Reuters : Tahir ul-Qadri and the difficulty of reporting on fatwas

MAR 2, 2010 14:27 EST

Muhammed Tahir ul-Qadri at a youth camp in Coventry, central England, August 9, 2009/Kieran Doherty

It never was and may never be easy to report about fatwas for a world audience. This point was driven home once again today when a prominent Islamic scholar presented to the media his new 600-page fatwa against terrorism and suicide bombing. Muhammad Tahir ul-Qadri is a Pakistani-born Sufi scholar whose youth workshops fostering moderation and understanding in Britain had already caught our attention. His effort to knock down any and every argument in favour of violence is certainly welcome. But the back story to this event is so complicated that it’s hard to report on the fatwa without simply ignoring many important parts of this back story.

Part of the problem was the PR drumroll leading up to ul-Qadri’s news conference. Minhaj-ul-Quran, his international network to spread his Sufi teachings, touted this fatwa in an email to journalists a week ago as a unique event “because at no time in history has such an extensively researched and evidenced work been presented by such a prominent Islamic authority.” Hype like this usually prompts journalists to throw an invitation straight into the trash can.

A Yemeni man reads the Koran at the Grand Mosque in Sanaa, January 7, 2010/Ahmed Jadallah

Two days later, on February 25, the pitch was changed to present this document as “the first ever fatwa against terrorism which declares terrorists as disbelievers.” Now, that’s more likely to grab a busy journalist’s attention. But once it has accomplished that, any hack with any experience covering Islam finds two big problems with this description.
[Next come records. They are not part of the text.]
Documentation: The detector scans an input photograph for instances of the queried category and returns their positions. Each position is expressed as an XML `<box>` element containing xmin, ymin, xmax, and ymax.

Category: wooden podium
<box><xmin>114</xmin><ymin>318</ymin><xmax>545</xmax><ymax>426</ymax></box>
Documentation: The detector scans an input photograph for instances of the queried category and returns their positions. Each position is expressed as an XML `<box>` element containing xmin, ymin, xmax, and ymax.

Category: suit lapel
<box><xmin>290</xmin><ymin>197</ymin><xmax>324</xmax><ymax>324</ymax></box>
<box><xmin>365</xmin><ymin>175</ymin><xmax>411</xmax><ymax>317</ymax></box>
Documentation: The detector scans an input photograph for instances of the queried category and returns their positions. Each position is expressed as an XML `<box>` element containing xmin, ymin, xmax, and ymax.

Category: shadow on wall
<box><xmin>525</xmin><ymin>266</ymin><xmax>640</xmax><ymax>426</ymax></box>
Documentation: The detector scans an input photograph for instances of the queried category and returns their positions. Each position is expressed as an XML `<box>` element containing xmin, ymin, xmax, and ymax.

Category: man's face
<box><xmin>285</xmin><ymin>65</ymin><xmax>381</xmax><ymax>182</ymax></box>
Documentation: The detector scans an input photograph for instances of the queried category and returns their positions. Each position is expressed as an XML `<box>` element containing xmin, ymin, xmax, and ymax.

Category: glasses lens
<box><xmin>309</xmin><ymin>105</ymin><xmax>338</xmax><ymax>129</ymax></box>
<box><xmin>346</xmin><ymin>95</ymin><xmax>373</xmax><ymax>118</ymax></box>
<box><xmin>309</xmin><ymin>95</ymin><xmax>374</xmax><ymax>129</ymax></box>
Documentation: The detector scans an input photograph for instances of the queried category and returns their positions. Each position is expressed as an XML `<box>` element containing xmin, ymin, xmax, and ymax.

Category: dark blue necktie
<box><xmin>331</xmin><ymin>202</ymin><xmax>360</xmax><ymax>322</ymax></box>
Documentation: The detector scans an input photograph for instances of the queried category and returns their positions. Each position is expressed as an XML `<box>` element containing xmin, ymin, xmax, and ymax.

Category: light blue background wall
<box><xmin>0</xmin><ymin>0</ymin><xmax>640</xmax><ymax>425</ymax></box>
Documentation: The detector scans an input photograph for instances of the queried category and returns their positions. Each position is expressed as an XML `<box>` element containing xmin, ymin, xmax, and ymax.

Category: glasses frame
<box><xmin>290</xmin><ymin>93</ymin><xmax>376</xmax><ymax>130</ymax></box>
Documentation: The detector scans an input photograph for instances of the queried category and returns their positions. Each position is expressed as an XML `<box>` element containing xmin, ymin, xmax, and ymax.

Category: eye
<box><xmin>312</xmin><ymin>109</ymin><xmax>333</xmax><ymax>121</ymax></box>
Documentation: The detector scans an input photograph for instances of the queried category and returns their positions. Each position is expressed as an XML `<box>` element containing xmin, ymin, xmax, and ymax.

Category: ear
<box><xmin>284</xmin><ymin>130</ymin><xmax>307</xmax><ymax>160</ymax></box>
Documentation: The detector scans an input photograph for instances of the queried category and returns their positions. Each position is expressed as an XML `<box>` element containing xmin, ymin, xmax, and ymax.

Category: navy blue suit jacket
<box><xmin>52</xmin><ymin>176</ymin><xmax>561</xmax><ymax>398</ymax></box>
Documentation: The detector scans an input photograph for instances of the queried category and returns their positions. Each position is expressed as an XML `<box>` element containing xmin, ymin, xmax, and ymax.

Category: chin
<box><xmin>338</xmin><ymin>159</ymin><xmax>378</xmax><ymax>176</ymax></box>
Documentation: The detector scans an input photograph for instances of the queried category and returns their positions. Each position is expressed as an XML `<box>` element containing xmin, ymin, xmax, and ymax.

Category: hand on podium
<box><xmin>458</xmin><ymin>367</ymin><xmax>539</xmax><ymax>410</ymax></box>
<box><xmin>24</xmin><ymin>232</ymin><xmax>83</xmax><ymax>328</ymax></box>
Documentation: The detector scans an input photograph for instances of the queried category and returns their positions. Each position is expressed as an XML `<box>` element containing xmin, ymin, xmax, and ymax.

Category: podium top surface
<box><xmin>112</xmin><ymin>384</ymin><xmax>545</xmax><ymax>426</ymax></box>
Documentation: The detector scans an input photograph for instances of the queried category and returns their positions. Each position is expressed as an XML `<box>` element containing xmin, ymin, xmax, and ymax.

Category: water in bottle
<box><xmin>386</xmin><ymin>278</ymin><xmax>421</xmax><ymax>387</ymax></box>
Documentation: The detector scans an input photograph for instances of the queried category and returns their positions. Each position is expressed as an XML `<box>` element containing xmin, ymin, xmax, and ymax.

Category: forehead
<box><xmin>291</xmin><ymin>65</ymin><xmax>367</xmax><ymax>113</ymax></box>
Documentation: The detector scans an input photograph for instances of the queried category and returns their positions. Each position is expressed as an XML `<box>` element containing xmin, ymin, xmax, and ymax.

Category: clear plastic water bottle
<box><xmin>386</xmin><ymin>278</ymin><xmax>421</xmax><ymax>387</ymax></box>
First, it plays on a widely-held (and sometimes willful) misperception that Muslim leaders have not spoken out against Islamist violence. Large numbers of Muslim leaders have denounced violence, suicide bombs, 9/11, 7/7 and many other bloody attacks by Islamist radicals (check out a long partial list here). But since there is no real hierarchy in Islam, non-Muslims don’t know who has the authority to speak out and Muslims often challenge the authority of those who do. Many of these statements end up unreported, like the trees nobody hears falling in the forest. But if a news story is written with the “first ever” tag in the lead, it gives the false impression that no other Muslim leader has ever done anything similiar before.

Second, the clause “which declares terrorists as disbelievers” is difficult terrain. It’s hard for a journalist to verify that this is the first such fatwa as no central directory of such edicts worldwide exists. Moreover, who has the authority in Islam to declare someone a non-Muslim? Al-Qaeda has been criticised for declaring its enemies non-Muslims (an act known as takfir) and either killing them or urging other Muslims to kill them.

In fact, an important group of mainstream Muslim scholars got together in 2004 to issue the Amman Message that denounces the use of takfir. On the website of the Amman Message is a list of scholars endorsing it. Among those listed under Pakistan is none other than al-Qadri…

Another problem is that ul-Qadri issued an earlier, 150-page Urdu version of his fatwa last December and got a tepid reception — Pakistan’s Interior Minister Rehman Malik welcomed it as “a positive development” and Pakistani media – see The News here — seem to have given it only short routine coverage. Maybe they’re suffering from a fatwa overload there.

Assessing the fatwa’s significance is also difficult when even Muslim views of it are quite divided. Check out these posts in the blogosphere — Qadri’s fatwa breaks no new ground (with lots about what his critics think of him) … Shaikh Dr Tahir ul-Qadri – Anti-Terrorism Fatwa Without Teeth … Fatwas can be a force for good … plus this Guardian comment Fatwa wars are not the solution.

By this morning, the emails promoting the news conference took another angle: “The launch of the fatwa is being regarded by many circles as a significant and historic step, the first time that such an explicit and unequivocal decree against the perpetrators of terror has been broadcast so widely.” The spin detectors go out when journalists read “being regarded by many circles” (and how many squares or triangles, one might ask). “Historic” is totally overused. But this statement at least makes sense by the end, because it talks about the first time such a fatwa “has been broadcast so widely.”

Michael Holden, a correspondent in our London bureau, dealt with all this by interviewing ul-Qadri a day in advance (click here for the story) to focus on him and his fatwa rather than the hype around it. He added useful background comments from Tim Winter, a lecturer in Islamic studies at Cambridge University, who called the fatwa “a helpful initiative” and added: “To declare the miscreants as unbelievers is unusual, because it is not really clear that the rules allow one simply to say that they are not Muslims… Those who are already hardliners will pay no attention at all. But ’swing voters’ — poorly educated and angry Muslims, who respect mainstream scholars, will probably take note.”

This fatwa shouldn’t become another unheard tree falling in the forest, but screening out all the surrounding noise about it is not easy. What do you think about ul-Qadri’s fatwa and how the media covered it?